Got Science? Podcast | Episode 54 It’s Just Code. How Can It Be Biased?

March 12, 2019

Author and professor Dr. Safiya Noble talks about racial bias in search results and discusses her book Algorithms of Oppression: How Search Engines Reinforce Racism.

In this episode Safiya talks about:

  • Why search engines aren't as objective as you might think
  • How bias can be introduced into algorithms
  • The implications and impacts of our reliance on search engines for information

Timing and cues:

  • Opener (0:00-1:02)
  • Intro (1:02-3:14)
  • Interview Part 1 (3:14-12:50)
  • Break (12:50-13:26)
  • Interview Part 2 (13:26-24:46)
  • This Week in Science History Throw (24:46-24:53)
  • This Week in Science History (24:53-27:33)
  • Outro (27:33-28:30)

Related content:

Full Transcript

Colleen: Safiya, thank you for joining me on the "Got Science? Podcast."

Safiya: Happy to be here.

Colleen: So you've written a book called "Algorithms of Oppression: How Search Engines Reinforce Racism." So how can an algorithm, a piece of computer code, reinforce racism?

Safiya: One of the things people fail to remember is that algorithms represent expressions of values. You know, math is a language. We call it a language because it's subjective. There are many ways that we can come to an answer, and there are equally many ways that we can determine the output that a search engine might generate for us.

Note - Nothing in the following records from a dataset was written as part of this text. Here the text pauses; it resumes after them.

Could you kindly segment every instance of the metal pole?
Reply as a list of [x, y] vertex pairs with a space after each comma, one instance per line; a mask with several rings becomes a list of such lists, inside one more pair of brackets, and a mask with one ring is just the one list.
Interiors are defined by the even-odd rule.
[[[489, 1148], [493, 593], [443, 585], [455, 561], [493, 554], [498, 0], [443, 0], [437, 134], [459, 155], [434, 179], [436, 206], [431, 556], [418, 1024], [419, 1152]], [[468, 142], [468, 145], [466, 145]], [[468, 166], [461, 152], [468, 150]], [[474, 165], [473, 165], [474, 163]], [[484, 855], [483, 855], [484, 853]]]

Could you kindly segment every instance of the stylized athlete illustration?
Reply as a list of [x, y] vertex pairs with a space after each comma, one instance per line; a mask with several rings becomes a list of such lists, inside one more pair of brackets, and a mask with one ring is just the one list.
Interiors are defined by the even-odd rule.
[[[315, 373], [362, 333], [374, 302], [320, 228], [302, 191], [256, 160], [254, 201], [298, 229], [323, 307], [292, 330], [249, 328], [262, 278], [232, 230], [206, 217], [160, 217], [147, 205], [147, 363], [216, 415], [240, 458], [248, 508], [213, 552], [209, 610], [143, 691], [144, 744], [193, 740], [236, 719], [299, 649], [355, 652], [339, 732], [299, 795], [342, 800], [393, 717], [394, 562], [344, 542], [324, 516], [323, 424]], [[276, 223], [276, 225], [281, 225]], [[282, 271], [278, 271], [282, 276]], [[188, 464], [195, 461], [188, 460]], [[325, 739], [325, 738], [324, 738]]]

And those are often predicated upon in the kind of commercial search space, advertising quite frankly. Advertising is the primary goal, and that is what's optimized for. We want advertising to be the most visible more than maybe other forms of knowledge, or science. And so it's important that people understand that algorithms are optimized around certain values, and those values are not always apparent to us. And that's what I really try to do in this book is to help us understand in the commercial search engine space that our reliance upon these advertising-driven algorithms are really a set of values that are complicated and have a whole host of consequences for us.

Colleen: So I think most people consider Google to be the best search engine to serve up legitimate information. Why are we so trusting?

Safiya: Well, a lot of us have been on the internet since before search engines, right, and we remember what it was like going through complex decision trees, and going into chat rooms, and looking for experts to help us answer certain kinds of questions. people also remember the early days before libraries had digital databases, and we went through library card catalogs, to find knowledge, or information. And so those were time-consuming intensive kinds of other search kind of strategies that we used. And then, Google and, other search engines that even predated, I remember, you know, Lycos and AltaVista, and even Yahoo for a long time played a really important role in our lives. To some degree they also, you know, used this like decision tree type of expertise that was part of their platform. But Google came along with a different kind of model which was this kind of blank white screen with a simple box in the middle, and, you know, resocialized us to think that finding information was just clean and easy, You could just trust that this kind of AI or algorithm would do all the thinking for you, or do all the labor for you. And we've now got a whole generation of people who are quite acculturated to the idea that knowledge can be accessed in 0.03 seconds and that a Google search engine is gonna vet it, and find the most credible thing for you, when that may or may not, in fact, be the truth.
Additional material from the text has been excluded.